Decía la escritora Victoria Wolff que el odio no es un buen consejero. Viendo cómo se están desarrollando los prolegómenos de la batalla final en Esquerra Republicana, que tendrá este sábado su decisión ya definitiva, alguien no debe haber pensado lo suficiente en que después de los resultados de este fin de semana la fractura en la organización será importante. Que la formación republicana deberá recoser tantas relaciones rotas que convivir todos juntos en su seno puede acabar siendo imposible. Más de seis meses de batalla incruenta, con los cuchillos en la boca, llevan los republicanos. Justo desde la traumática derrota de las elecciones catalanas del pasado 12 de mayo, que arrastró al pozo más negro a ERC después de una gestión del Govern triste y desacertada bajo la presidencia de Pere Aragonès. No fue solo, por más que ahora se haga broma, la gestión de la sequía y el hecho de que desde que se convocaron las elecciones no haya dejado de llover; es que no hubo ni liderazgo ni rumbo político ante los grandes retos de país, por más que ahora el president Salvador Illa recuerde de vez en cuando lo bien que lo hicieron sus antecesores, seguramente más por agradecer los votos que le dieron para su investidura que por un convencimiento sobre lo que se ha encontrado.
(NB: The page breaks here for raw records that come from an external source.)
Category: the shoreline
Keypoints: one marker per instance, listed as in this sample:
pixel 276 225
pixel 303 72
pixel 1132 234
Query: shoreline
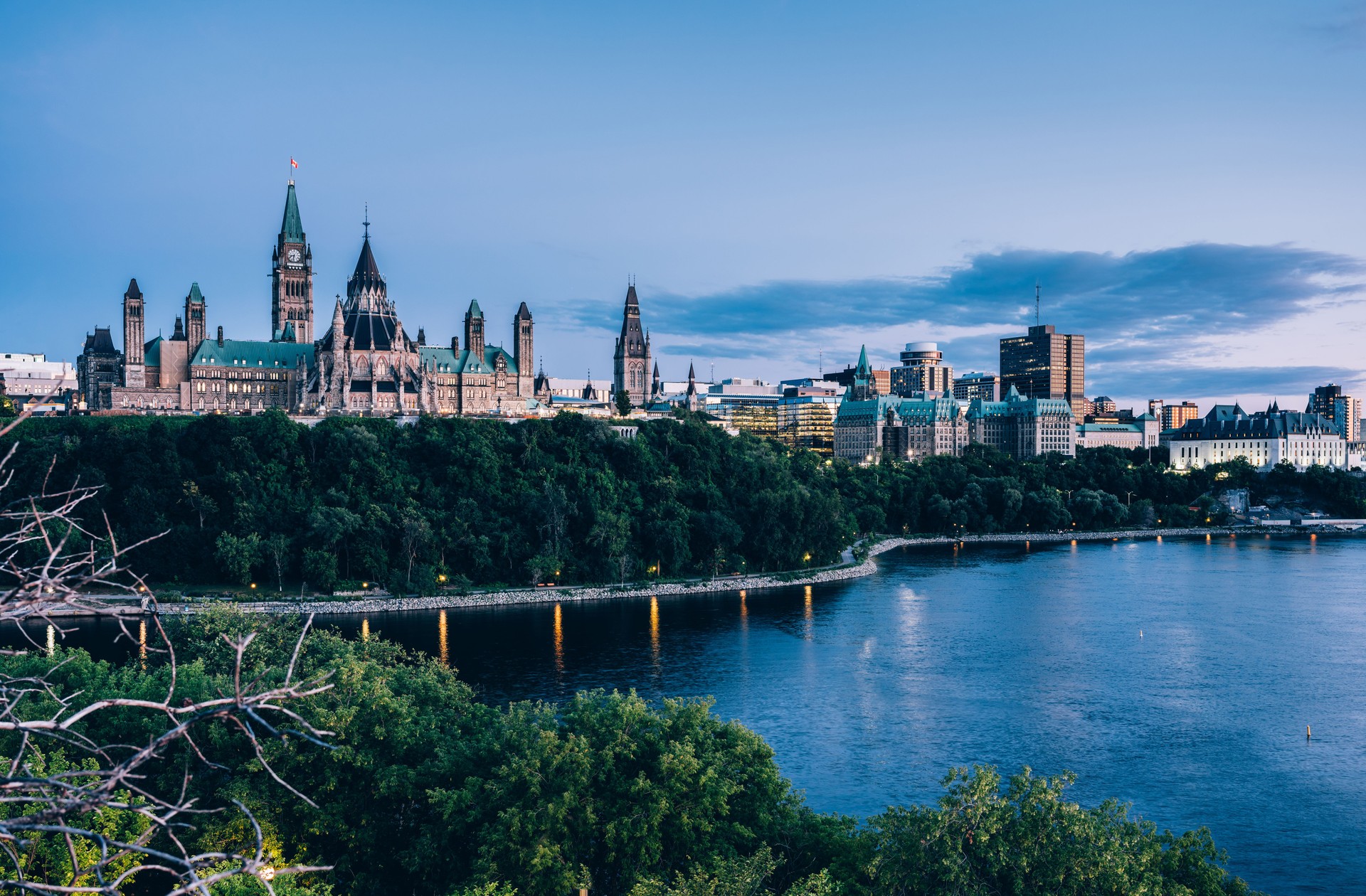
pixel 671 589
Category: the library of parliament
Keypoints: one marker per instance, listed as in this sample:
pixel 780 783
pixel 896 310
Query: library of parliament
pixel 359 360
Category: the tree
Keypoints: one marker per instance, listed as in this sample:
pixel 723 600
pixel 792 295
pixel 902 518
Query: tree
pixel 320 568
pixel 84 813
pixel 237 555
pixel 415 535
pixel 277 550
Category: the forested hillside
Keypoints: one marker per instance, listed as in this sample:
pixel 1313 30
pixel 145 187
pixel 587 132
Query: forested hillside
pixel 567 499
pixel 424 790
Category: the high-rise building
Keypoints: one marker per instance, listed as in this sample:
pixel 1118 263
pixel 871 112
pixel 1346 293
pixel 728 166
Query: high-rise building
pixel 133 328
pixel 632 360
pixel 743 405
pixel 922 370
pixel 1047 365
pixel 978 385
pixel 1024 428
pixel 291 282
pixel 1177 415
pixel 806 414
pixel 1346 412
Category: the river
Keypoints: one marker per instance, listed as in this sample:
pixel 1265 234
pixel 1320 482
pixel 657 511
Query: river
pixel 1178 675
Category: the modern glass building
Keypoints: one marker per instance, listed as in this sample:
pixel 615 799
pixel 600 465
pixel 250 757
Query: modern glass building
pixel 1047 365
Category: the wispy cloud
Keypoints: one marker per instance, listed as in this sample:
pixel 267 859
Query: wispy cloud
pixel 1148 316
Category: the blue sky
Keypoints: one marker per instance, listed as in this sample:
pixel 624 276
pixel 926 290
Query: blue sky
pixel 785 181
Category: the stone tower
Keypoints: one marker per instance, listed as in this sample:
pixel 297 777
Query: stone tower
pixel 196 328
pixel 475 329
pixel 134 368
pixel 291 277
pixel 632 361
pixel 522 353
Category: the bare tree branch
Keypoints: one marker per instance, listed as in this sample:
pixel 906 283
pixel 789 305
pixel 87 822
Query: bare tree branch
pixel 53 566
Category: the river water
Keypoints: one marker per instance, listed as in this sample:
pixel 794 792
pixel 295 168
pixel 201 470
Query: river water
pixel 1178 675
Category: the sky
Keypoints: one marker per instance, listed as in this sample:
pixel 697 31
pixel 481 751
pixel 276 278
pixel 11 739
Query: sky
pixel 785 181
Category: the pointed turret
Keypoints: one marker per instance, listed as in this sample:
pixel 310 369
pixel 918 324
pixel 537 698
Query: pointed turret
pixel 292 227
pixel 366 284
pixel 694 402
pixel 632 360
pixel 291 276
pixel 475 329
pixel 524 350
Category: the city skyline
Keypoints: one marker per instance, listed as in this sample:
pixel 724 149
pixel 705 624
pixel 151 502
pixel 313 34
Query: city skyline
pixel 1204 261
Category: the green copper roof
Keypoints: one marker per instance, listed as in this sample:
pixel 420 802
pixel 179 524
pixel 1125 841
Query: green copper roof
pixel 447 361
pixel 292 227
pixel 246 353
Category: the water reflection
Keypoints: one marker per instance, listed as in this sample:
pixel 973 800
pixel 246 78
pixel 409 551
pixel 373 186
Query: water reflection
pixel 655 630
pixel 1000 654
pixel 559 641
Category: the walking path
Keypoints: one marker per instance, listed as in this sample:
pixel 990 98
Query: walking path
pixel 849 568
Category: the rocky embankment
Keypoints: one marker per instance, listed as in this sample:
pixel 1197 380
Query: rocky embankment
pixel 853 570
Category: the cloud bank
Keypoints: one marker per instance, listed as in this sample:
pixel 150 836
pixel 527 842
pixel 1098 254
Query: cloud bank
pixel 1152 319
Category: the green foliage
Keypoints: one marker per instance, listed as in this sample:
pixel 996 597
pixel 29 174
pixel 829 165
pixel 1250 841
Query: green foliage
pixel 237 555
pixel 1029 839
pixel 491 503
pixel 484 500
pixel 47 857
pixel 429 791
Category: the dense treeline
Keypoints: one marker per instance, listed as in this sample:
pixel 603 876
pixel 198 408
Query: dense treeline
pixel 485 501
pixel 356 500
pixel 429 791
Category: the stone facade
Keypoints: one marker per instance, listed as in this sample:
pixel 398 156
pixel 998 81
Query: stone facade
pixel 632 360
pixel 1024 428
pixel 364 362
pixel 1263 439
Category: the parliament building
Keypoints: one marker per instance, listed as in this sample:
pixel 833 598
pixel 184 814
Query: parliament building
pixel 362 361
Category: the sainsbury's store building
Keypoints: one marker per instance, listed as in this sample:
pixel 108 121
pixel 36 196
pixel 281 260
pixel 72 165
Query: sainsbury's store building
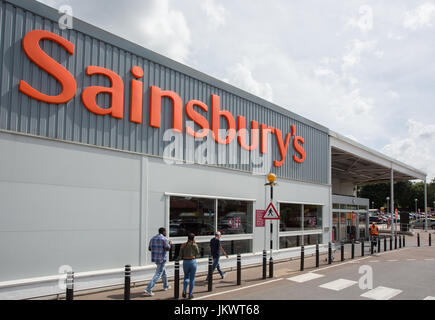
pixel 102 142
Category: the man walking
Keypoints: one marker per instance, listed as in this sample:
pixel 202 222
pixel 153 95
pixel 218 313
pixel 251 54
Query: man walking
pixel 216 249
pixel 159 245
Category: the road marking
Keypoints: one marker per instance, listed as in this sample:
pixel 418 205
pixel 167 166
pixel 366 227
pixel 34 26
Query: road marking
pixel 381 293
pixel 305 277
pixel 238 289
pixel 338 285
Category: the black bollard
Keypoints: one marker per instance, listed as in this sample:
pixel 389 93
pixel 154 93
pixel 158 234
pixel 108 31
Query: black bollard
pixel 127 281
pixel 177 279
pixel 70 285
pixel 239 269
pixel 329 253
pixel 210 274
pixel 342 251
pixel 317 255
pixel 264 264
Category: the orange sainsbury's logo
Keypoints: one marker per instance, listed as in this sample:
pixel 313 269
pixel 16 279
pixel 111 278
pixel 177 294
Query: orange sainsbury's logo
pixel 259 132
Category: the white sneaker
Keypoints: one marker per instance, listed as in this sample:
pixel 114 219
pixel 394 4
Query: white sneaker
pixel 147 293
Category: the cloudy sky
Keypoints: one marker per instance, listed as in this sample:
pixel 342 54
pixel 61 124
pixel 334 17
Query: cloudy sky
pixel 365 69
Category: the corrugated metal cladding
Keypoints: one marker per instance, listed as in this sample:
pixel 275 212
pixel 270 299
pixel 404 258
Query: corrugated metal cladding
pixel 73 122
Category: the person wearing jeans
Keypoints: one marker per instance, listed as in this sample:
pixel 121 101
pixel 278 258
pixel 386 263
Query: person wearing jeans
pixel 159 245
pixel 188 252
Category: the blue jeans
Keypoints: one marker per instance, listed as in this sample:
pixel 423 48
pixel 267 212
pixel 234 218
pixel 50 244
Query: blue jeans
pixel 189 268
pixel 216 265
pixel 160 272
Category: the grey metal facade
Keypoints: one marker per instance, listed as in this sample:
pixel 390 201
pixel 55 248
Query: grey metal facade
pixel 74 123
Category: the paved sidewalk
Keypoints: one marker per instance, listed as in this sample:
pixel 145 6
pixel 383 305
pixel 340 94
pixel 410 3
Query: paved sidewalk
pixel 250 275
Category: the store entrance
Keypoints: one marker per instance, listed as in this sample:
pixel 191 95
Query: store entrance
pixel 344 228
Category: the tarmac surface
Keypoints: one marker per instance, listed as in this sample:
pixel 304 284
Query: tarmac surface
pixel 405 273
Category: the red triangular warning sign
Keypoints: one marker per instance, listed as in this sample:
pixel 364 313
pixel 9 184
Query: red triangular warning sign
pixel 271 213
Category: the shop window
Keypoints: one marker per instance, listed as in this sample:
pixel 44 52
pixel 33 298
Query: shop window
pixel 234 217
pixel 290 242
pixel 191 215
pixel 290 217
pixel 312 217
pixel 312 239
pixel 237 246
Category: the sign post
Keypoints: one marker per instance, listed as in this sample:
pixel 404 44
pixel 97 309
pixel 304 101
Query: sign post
pixel 271 214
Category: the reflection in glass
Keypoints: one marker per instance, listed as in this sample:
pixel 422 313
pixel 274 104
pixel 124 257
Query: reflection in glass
pixel 312 217
pixel 234 217
pixel 191 215
pixel 290 217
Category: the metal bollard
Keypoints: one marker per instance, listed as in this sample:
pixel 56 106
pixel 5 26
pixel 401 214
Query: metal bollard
pixel 210 274
pixel 342 251
pixel 317 255
pixel 264 263
pixel 127 281
pixel 70 285
pixel 177 280
pixel 271 267
pixel 329 253
pixel 239 269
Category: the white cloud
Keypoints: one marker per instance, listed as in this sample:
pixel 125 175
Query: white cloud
pixel 165 30
pixel 420 17
pixel 240 75
pixel 417 148
pixel 355 51
pixel 365 20
pixel 216 13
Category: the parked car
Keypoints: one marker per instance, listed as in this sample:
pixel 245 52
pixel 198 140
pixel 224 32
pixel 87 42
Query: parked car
pixel 420 223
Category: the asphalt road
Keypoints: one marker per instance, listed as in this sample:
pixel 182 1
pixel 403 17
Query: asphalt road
pixel 407 274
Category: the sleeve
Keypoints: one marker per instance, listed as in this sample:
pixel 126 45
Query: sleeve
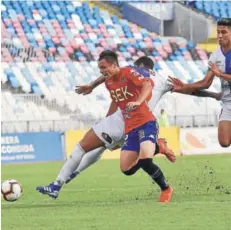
pixel 212 57
pixel 136 78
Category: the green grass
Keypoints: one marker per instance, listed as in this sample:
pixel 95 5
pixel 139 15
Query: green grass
pixel 102 198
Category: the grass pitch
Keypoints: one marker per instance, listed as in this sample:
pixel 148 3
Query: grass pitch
pixel 102 198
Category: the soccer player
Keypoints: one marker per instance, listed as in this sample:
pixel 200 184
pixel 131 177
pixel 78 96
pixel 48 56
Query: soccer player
pixel 220 66
pixel 109 132
pixel 130 91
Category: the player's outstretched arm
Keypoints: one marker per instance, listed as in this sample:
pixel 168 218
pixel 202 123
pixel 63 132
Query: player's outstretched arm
pixel 87 89
pixel 218 73
pixel 207 93
pixel 179 86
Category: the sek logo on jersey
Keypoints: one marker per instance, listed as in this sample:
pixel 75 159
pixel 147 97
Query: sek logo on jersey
pixel 136 74
pixel 121 94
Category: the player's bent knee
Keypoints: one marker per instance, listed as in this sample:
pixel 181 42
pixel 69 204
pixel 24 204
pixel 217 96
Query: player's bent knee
pixel 128 172
pixel 224 144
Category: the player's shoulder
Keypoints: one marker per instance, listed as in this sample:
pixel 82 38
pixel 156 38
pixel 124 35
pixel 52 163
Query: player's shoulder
pixel 217 52
pixel 140 70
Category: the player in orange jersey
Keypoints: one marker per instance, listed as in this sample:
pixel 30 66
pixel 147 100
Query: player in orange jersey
pixel 130 92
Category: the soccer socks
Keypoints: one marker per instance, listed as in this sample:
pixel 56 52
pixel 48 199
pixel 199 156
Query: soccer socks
pixel 154 172
pixel 157 149
pixel 132 170
pixel 90 158
pixel 70 165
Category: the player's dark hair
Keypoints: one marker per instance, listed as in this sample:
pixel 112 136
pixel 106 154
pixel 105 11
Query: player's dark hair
pixel 109 55
pixel 224 22
pixel 146 61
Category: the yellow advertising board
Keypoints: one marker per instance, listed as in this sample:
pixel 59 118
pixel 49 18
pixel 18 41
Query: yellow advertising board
pixel 171 134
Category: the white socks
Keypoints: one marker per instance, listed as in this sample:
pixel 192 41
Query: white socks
pixel 70 165
pixel 90 158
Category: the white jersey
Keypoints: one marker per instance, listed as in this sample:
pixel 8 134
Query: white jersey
pixel 223 62
pixel 110 130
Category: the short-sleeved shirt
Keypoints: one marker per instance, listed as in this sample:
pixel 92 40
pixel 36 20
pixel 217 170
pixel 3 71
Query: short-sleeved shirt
pixel 126 87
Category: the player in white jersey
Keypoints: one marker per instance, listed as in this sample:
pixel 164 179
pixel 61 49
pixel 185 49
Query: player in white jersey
pixel 110 130
pixel 108 133
pixel 220 66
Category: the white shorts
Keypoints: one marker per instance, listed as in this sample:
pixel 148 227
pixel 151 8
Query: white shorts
pixel 225 114
pixel 110 130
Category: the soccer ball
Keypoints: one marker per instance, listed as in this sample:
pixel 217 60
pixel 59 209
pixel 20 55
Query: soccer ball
pixel 11 190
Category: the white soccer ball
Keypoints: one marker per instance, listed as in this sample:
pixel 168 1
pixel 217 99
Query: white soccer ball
pixel 11 190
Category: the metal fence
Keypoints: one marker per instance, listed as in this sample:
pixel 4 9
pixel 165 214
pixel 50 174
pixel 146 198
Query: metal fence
pixel 81 123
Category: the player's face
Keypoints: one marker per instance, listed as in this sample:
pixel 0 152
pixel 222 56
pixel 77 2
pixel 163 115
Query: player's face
pixel 108 69
pixel 224 35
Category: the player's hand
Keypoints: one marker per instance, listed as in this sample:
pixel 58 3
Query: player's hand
pixel 84 89
pixel 218 96
pixel 132 105
pixel 214 69
pixel 177 84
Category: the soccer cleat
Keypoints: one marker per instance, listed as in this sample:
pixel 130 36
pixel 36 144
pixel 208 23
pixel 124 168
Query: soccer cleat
pixel 166 195
pixel 71 177
pixel 51 190
pixel 163 149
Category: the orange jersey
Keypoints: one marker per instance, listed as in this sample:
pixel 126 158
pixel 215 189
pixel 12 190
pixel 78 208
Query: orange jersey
pixel 124 88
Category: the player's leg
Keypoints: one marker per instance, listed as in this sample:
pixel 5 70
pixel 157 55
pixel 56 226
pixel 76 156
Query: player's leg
pixel 224 128
pixel 110 131
pixel 89 142
pixel 88 159
pixel 162 147
pixel 147 137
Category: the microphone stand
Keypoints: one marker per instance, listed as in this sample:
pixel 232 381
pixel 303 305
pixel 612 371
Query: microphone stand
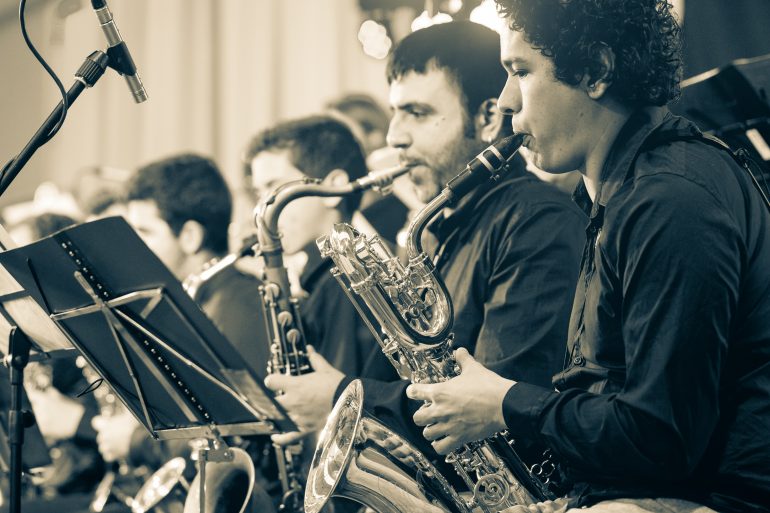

Sea como sea, la pulsión de guerra interna en Esquerra ha adquirido dimensiones dantescas, fruto de la ruptura entre Oriol Junqueras y Marta Rovira. A la segunda se le atribuye que en más de una reunión se mostró crítica con la voluntad de Junqueras de presentarse de nuevo a la presidencia del partido y no abandonar definitivamente su cargo como ella hacía; el caso es que, tras su anuncio de que solo llevaría las riendas del partido hasta este congreso, poco más se ha sabido de Rovira. Más allá de cerrar el acuerdo con el PSC para la investidura de Illa y su retorno a Ginebra, donde vive desde 2017, aunque ahora sin la espada de Damocles de una posible extradición, ya que se ha beneficiado de la ley de amnistía. De la batalla sin cuartel que es la recta final del congreso de Esquerra, este martes hemos tenido una nueva prueba con la filtración por parte de la actual dirección de que Junqueras habría ordenado en 2019 a Alfred Bosch, entonces conseller de Exteriors, que no activara los protocolos de la Generalitat ni de ERC sobre el caso de presunto acoso sexual en el departamento, que implicaba al jefe de gabinete de la conselleria y que acabó costándoles el cargo a ambos.
La guerra interna en ERC ha adquirido dimensiones dantescas, fruto de la ruptura entre Oriol Junqueras y Marta Rovira
Junqueras ha lamentado la campaña de descalificaciones que sufre, rumores sin pruebas, filtraciones, ataques y calumnias, "una campaña marcada por el juego sucio propio de estructuras B", en referencia a los ataques de falsa bandera que se hacían desde la sede de la calle Calàbria para generar noticias falsas y poner en un aprieto a alguien que molestaba en aquel momento. No he visto las alegaciones de Bosch y desconozco absolutamente qué hay de verdad y qué hay de mentira en esta guerra sucia. Sí que me llama poderosamente la atención una cosa: si la actuación de Junqueras fue intentar taparlo todo desde la prisión de Lledoners, en la que se encontraba preso, debió ser con la complicidad de los que ahora lo acusan, desde la dirección que se ha quedado tras su marcha pasando por sectoriales como la de Feminismo y otras áreas de la organización. ¿Estaban en el ajo los hoy acusadores? ¿Hacia qué lado miraron entonces? Porque divulgar esto a cuatro días de la votación parece más un acto a la desesperada.
Desde el primer momento se supo que la batalla de Esquerra no era tanto de estrategia ideológica, sino de quién se quedaba dirigiendo el partido. Junqueras no quiere romper los apoyos a los socialistas y mucho menos la candidatura de Xavier Godàs, el exalcalde de Vilassar de Dalt, donde se aglutinan la gran mayoría de los dirigentes actuales de ERC, incluidos Aragonès y Rovira. La apuesta de estar chapoteando en el fango hasta el último segundo en busca del golpe definitivo que tumbe al adversario hace buena aquella famosa frase del tantas veces primer ministro democristiano italiano Giulio Andreotti —aunque otros se la atribuyen al primer canciller de la Alemania Occidental Konrad Adenauer—, que decía que en la vida hay amigos íntimos, amigos, conocidos, adversarios, enemigos, enemigos mortales y... compañeros de partido. Los peores, para muchos, siempre estos últimos. Pero la política se alimenta, como ningún otro oficio, de estas pulsiones.